The Solution: Targeted Revival in Tier 2/3 Markets
Forgotten brands thrive in India’s semi-urban and rural regions, where low-cost generics meet rising demand for chronic care. A 2025 Lancet study notes 50% of rural patients seek treatment for diabetes and hypertension, creating a niche for affordable tail-end products. By repositioning these brands, engaging local stakeholders, and leveraging digital channels, firms can revive them cost-effectively, aligning with Medstry’s mission for accessible healthcare.
Action Steps to Revive Brands
Analyze Micro-Market Demand
Use sales and prescription data to identify brands with niche demand in Tier 3 towns, focusing on generics for respiratory or cardiovascular conditions (20% rural prevalence, Lancet, 2024). AI analytics can reduce analysis costs by 25% (ZS, 2025).
Reposition for Rural Needs
Adjust messaging to highlight affordability and accessibility, using vernacular labels and smaller packs to suit rural budgets, boosting uptake by 18% (Deloitte, 2024).
Train Chemists as Partners
Equip chemists with digital training tools (e.g., inventory apps), increasing sales by 15% in Tier 2/3 markets (IMS Health, 2025). Offer loyalty rewards to foster advocacy.
Deploy Vernacular Digital Campaigns
Launch WhatsApp or SMS campaigns in regional languages, reaching 80% of rural mobile users (TRAI, 2025).

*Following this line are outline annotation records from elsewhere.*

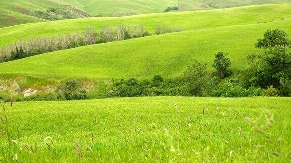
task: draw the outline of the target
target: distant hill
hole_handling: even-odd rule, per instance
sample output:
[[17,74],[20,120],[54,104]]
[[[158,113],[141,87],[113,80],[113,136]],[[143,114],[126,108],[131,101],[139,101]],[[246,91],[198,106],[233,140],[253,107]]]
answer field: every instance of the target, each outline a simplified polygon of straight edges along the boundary
[[[181,32],[57,51],[0,63],[0,74],[100,79],[148,79],[157,74],[180,76],[193,60],[211,69],[214,54],[229,53],[232,68],[247,66],[246,57],[260,50],[258,37],[269,29],[291,34],[291,3],[229,9],[89,18],[20,25],[0,29],[0,46],[19,39],[79,31],[120,23],[143,24],[150,32],[157,24]],[[73,73],[72,73],[73,72]]]
[[45,20],[162,12],[168,7],[181,11],[283,2],[291,0],[1,0],[0,28]]

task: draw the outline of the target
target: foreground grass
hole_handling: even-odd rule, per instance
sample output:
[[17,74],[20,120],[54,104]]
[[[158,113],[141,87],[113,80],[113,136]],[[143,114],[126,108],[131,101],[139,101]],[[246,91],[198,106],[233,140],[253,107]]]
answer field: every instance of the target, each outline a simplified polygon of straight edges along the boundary
[[[17,144],[0,135],[0,160],[288,161],[290,104],[289,98],[174,97],[6,104]],[[275,121],[264,135],[244,120],[264,124],[263,107]]]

These channels cost 60% less than urban ads, yet drive 20% adherence (BCG, 2024).
Streamline Supply Chains
Partner with regional distributors and use micro-warehouses to achieve 90% stock availability, cutting stockouts by 20% (McKinsey, 2024). AI forecasting optimizes logistics costs.
Leverage Ayushman Bharat
Align with PM-JAY pharmacies to distribute generics, increasing reach by 12% (NPPA, 2025). Compliance with DPCO ensures price competitiveness.
Track Performance Metrics
Monitor KPIs like prescription share, chemist engagement, and patient retention using digital dashboards, targeting 10% growth quarterly (PwC, 2025).
The ROI Advantage
Revival campaigns cost $1–2 million, delivering 12–18% ROI within 24 months (ZS, 2025). Key drivers include:
Low-Cost Execution: Digital and chemist-focused campaigns cost 50% less than urban marketing (TRAI, 2024).

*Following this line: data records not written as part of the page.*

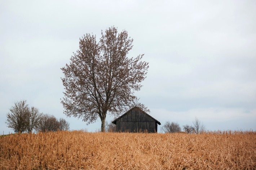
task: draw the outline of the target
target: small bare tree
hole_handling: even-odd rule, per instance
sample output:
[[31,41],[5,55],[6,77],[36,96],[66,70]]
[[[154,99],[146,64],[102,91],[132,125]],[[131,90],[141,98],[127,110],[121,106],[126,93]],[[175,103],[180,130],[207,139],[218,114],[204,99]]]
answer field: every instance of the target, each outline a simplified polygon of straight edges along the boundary
[[57,132],[59,128],[59,123],[53,115],[43,115],[36,128],[37,132]]
[[28,133],[31,133],[38,124],[43,113],[40,113],[39,109],[31,107],[29,111],[25,115],[25,123],[26,130]]
[[29,112],[26,102],[25,100],[16,102],[14,106],[10,109],[10,112],[6,114],[5,123],[7,124],[7,127],[17,131],[19,133],[23,133],[26,129],[26,116]]
[[161,129],[165,133],[174,133],[181,131],[178,124],[173,122],[171,123],[169,121],[165,122]]
[[99,42],[95,36],[84,35],[70,64],[61,69],[64,114],[82,118],[88,124],[99,117],[102,132],[107,113],[118,116],[135,106],[146,109],[134,94],[140,90],[149,68],[148,63],[141,61],[143,55],[127,56],[133,41],[127,31],[118,34],[112,27],[105,33],[102,31]]
[[193,123],[195,132],[196,134],[198,134],[205,131],[205,127],[203,123],[200,122],[197,118],[195,118],[195,120]]
[[59,119],[59,124],[60,130],[69,130],[69,123],[63,118]]
[[116,125],[112,123],[112,121],[109,123],[107,122],[106,123],[106,131],[108,132],[116,132]]
[[187,133],[193,133],[195,131],[194,127],[187,124],[183,126],[183,130]]

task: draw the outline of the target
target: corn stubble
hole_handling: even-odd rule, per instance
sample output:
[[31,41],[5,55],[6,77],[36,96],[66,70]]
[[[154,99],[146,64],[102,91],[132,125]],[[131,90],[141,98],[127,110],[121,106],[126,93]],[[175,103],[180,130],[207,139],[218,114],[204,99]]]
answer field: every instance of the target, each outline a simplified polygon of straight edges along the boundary
[[15,134],[0,138],[1,169],[255,169],[256,133]]

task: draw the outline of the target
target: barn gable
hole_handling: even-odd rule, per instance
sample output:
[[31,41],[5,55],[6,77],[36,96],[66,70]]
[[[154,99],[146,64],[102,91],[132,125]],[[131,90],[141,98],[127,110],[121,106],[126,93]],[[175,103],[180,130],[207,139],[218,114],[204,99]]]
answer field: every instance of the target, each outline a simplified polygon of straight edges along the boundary
[[138,132],[157,132],[158,121],[137,107],[134,107],[119,118],[112,123],[116,125],[116,131]]

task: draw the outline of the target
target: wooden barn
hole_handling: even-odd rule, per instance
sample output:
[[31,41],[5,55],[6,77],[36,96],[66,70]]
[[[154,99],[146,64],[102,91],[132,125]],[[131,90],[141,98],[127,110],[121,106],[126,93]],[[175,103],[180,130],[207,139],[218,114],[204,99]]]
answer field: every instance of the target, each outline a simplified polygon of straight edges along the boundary
[[161,123],[138,107],[134,107],[116,119],[116,132],[155,133]]

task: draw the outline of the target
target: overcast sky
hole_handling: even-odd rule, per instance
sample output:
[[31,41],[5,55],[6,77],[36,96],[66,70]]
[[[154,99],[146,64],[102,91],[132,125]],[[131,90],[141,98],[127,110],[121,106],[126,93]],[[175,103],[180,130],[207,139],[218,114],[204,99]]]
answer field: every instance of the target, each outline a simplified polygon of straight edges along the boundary
[[256,130],[256,8],[254,0],[0,0],[0,133],[14,132],[6,114],[23,99],[71,129],[100,129],[99,119],[87,125],[63,113],[60,68],[84,34],[98,40],[113,26],[133,39],[128,56],[149,63],[136,94],[162,125],[196,117],[209,130]]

Stable Margins: Generics yield 10–15% margins in Tier 3 markets due to low competition (IQVIA, 2025).
Patient Loyalty: Affordable brands foster 30% higher retention in rural areas (WHO, 2024).
This aligns with Medstry’s P&L optimization expertise, offering clients a scalable, low-risk strategy to boost revenue while enhancing healthcare access. Firms also gain CSR benefits by serving underserved communities.
Overcoming Barriers
“We Can’t Compete with Generics”: Focus on niche conditions with fewer competitors, like asthma (15% rural prevalence, Lancet, 2025).

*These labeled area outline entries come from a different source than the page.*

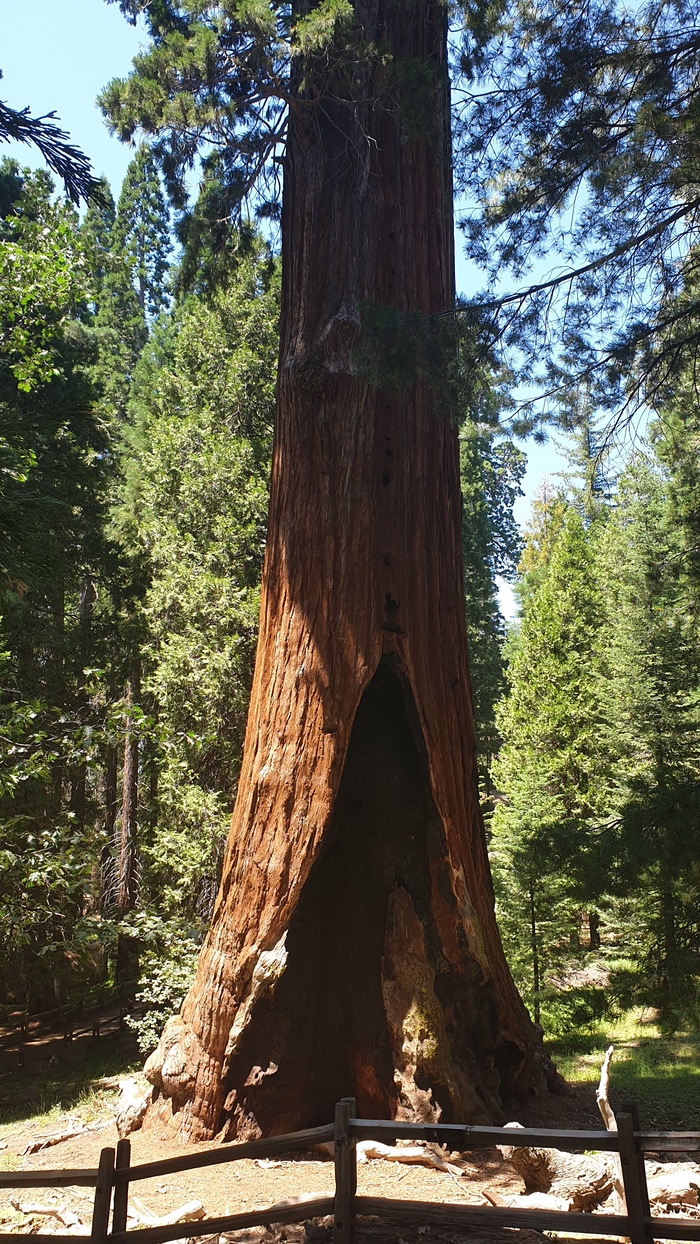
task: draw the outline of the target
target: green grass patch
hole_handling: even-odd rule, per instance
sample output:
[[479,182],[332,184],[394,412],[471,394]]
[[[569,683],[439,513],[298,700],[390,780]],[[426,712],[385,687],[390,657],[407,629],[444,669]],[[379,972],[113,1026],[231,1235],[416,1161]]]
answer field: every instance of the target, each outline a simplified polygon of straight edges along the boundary
[[643,1127],[700,1131],[700,1033],[669,1036],[649,1011],[633,1010],[547,1049],[566,1080],[597,1085],[608,1045],[613,1108],[635,1101]]
[[0,1070],[0,1127],[57,1121],[70,1111],[85,1123],[104,1117],[118,1090],[102,1080],[140,1071],[143,1059],[131,1035],[80,1042],[45,1061]]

“Resources Are Limited”: Pilot in 3–5 Tier 3 towns, scaling after 10% growth, as per BCG (2024).
“Rural Markets Are Risky”: Stable DPCO pricing and Ayushman Bharat coverage mitigate risks, ensuring demand (NPPA, 2025).
Why 2025 Is Critical
Regional players gained 18% market share in Tier 3 markets in 2024 (BCG, 2025), leveraging chemists and digital channels. With rural healthcare demand surging (60% spending growth, Deloitte, 2025), delaying revival risks losing ground. Act now to capitalize on India’s next billion patients.
The Bottom Line
Forgotten brands are hidden assets in India’s Tier 2/3 markets. By analyzing demand, repositioning products, engaging chemists, using digital channels, optimizing supply, aligning with regulations, and tracking metrics, Medstry’s clients can revive these brands for millions in revenue. Don’t delist—relaunch for growth and impact.